Recruiting Volunteers
- Ask!
- Pass around sign-up sheets.
- Promote ownership.
- Show the value of getting involved: Remind potential volunteers that your project will help them become better teachers and make a real contribution.
- Demonstrate incentives (class credit, party, resume building, helping others, etc.).
- Actively seek out underclassmen, who may have more time and a greater need for the experience.
- Ask folks about volunteering during your membership campaign.
- Have a booth that promotes your CLASS project and recruits volunteers at the same time.
Motivating and Retaining Volunteers
- Promote the importance of the project to those it's helping.
- Create ownership. They won't want their project to fail.
- Tap the volunteers' strengths. Get them to make posters if they are good at art or in graphics. Use them for public relations if they are good speakers.
- Conduct occasional group goal-setting and self-motivation sessions, and provide time for volunteers to share their experience with the project.
- Invite inspirational speakers to motivate your volunteers.
- Listen and respond to volunteer input.
- Give them responsibility. Put them in charge of subcommittees, work groups, etc.
- Ask them make progress reports at local meetings.
- Encourage them to recruit more volunteers.
- Let volunteers know they are needed and appreciated.
- Always remember to say, "Thank You!"
Six Ways to Thank Your Volunteers
- Tell them how much they're needed and appreciated.
- Throw a party to recognize them.
- Organize personal "thank-you's" from project benefactors.
- Develop a system of rewards and promotions.
- Create opportunities to recognize volunteers, end-of-project goals, and media successes (local paper, college newspaper).

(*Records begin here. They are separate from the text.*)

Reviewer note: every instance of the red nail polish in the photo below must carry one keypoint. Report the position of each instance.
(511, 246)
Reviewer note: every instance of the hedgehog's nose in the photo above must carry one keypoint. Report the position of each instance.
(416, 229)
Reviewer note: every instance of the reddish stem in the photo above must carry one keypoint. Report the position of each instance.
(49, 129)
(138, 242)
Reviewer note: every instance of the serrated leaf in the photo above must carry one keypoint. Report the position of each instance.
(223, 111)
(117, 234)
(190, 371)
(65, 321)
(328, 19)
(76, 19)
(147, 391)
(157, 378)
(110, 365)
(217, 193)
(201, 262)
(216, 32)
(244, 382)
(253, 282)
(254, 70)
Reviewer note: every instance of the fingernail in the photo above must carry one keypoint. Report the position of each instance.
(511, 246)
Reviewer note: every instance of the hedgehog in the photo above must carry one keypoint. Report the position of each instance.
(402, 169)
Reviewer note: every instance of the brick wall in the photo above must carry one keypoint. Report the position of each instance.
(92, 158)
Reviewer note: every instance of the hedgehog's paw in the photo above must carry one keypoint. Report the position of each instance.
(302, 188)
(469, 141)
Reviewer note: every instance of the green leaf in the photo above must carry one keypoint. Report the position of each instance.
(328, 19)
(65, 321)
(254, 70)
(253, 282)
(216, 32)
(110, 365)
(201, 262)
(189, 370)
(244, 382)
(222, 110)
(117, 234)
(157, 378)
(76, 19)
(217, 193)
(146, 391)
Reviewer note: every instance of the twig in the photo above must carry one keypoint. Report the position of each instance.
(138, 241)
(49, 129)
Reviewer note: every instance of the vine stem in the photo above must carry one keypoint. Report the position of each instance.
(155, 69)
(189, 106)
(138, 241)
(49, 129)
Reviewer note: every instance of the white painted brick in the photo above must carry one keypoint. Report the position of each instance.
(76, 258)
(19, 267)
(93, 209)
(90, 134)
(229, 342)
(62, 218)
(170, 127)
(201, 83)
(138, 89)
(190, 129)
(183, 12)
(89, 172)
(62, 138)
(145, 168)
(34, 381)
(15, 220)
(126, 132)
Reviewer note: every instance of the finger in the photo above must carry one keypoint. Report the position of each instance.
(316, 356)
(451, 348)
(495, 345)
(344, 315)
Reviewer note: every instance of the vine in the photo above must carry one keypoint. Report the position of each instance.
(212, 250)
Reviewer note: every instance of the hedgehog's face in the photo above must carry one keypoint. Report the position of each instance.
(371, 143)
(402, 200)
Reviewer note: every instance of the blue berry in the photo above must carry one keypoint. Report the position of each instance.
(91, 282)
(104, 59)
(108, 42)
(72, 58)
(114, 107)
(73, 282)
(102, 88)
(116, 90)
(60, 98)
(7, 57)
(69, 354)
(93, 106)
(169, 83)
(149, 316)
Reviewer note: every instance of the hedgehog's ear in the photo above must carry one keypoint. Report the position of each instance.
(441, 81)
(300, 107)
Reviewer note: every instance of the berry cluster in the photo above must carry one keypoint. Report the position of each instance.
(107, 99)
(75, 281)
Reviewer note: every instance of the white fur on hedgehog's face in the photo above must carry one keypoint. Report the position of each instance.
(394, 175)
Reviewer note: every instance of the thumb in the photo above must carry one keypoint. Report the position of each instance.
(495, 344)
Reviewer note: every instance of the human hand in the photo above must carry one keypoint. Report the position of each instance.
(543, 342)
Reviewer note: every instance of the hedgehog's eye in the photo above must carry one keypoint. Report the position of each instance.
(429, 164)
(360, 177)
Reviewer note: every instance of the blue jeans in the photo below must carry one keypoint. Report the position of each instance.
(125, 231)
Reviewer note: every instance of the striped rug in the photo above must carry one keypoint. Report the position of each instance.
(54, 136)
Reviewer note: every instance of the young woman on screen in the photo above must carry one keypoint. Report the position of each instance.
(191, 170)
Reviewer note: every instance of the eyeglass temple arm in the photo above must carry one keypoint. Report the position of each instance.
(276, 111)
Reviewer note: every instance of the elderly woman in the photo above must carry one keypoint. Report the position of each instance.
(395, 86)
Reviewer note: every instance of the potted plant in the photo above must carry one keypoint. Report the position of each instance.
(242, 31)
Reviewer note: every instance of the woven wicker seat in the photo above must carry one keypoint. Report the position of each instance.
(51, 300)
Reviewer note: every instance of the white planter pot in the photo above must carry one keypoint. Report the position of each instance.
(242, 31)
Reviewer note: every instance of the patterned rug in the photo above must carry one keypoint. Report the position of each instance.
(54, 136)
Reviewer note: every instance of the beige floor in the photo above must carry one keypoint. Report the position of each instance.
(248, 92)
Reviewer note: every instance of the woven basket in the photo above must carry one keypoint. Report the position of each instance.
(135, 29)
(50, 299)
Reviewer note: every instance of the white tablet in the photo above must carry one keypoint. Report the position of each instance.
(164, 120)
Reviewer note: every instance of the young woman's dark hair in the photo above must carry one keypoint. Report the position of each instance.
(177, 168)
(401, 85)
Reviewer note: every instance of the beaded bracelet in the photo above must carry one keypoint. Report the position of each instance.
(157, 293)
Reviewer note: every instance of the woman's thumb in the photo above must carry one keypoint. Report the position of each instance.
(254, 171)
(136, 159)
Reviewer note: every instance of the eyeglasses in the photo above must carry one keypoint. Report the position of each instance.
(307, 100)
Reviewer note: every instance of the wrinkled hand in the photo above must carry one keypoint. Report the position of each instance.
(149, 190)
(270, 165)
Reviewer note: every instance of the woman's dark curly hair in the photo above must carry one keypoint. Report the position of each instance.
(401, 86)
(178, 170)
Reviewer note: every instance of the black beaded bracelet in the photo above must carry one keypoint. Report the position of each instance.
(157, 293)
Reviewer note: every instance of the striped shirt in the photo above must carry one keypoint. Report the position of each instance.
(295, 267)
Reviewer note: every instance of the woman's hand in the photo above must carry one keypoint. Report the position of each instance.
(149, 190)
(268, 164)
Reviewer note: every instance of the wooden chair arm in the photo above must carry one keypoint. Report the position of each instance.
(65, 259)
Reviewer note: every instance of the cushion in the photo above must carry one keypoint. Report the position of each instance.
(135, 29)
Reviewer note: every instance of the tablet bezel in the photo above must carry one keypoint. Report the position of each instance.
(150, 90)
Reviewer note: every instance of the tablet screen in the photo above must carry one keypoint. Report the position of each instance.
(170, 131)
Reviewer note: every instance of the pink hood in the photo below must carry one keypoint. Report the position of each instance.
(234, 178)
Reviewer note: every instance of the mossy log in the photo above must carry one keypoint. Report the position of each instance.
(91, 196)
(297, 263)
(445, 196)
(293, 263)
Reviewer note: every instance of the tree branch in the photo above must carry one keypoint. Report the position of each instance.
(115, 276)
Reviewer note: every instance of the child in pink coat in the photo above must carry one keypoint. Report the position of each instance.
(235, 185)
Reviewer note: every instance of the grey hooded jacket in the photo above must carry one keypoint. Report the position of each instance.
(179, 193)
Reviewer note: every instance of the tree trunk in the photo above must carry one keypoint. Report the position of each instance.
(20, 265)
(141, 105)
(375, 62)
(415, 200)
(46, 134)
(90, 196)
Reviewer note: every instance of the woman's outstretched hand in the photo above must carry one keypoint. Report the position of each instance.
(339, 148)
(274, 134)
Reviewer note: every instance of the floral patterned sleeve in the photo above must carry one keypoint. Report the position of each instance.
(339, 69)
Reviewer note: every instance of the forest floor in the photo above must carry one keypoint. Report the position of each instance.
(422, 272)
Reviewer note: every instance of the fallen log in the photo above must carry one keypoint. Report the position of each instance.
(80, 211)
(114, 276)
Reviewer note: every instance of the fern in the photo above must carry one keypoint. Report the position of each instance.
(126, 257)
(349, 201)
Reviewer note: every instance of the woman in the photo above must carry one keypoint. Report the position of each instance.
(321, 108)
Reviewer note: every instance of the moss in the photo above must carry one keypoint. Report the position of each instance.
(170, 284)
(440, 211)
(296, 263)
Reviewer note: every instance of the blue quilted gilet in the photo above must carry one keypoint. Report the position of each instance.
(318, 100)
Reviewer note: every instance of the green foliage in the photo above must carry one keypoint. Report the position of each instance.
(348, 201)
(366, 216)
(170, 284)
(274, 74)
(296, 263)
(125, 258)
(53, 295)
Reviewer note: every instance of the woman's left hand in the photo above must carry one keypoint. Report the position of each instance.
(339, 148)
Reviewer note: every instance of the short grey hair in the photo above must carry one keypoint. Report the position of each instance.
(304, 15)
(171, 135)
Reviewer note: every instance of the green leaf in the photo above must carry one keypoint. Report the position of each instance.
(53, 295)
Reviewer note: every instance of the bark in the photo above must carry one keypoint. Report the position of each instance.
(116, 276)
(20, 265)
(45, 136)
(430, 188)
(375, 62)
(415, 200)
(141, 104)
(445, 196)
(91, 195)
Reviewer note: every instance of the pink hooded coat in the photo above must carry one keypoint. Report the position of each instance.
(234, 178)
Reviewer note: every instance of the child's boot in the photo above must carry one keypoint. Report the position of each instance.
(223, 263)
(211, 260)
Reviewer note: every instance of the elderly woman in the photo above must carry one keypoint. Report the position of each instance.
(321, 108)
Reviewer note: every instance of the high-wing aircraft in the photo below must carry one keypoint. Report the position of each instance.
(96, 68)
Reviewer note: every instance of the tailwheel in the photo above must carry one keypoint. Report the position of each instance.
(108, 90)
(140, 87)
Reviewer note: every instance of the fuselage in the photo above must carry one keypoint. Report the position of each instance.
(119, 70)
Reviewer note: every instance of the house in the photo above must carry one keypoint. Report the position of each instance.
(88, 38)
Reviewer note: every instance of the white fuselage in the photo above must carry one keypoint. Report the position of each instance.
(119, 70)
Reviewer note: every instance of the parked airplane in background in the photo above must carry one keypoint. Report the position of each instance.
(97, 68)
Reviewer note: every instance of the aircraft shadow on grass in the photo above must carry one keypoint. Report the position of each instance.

- Recognize volunteers at your chapter meeting.
Managing Your Project
- Recruit enough volunteers to cover all the work your project is committed to accomplish.
- Don't overload individual volunteers. Rotate people from task to task to avoid burnout.
- Make sure volunteer assignments are clear, specific, and manageable. Develop an orientation sheet that lists key information including event schedules, addresses and phone numbers of project coordinators and volunteers, parking locations, bus and transportation schedules.
- Hold training sessions and insist that every volunteer attend before working on your project. Remember training will be ongoing because there will always be attrition from your volunteer ranks.
- Make sure working conditions are good and safe and that volunteers know where to get any materials they need to complete their assignments.
- Provide adequate supervision and feedback. This helps ensure the job gets done correctly and gives volunteers the feeling that what they are doing matters. Incorporate volunteer feedback to further develop the project.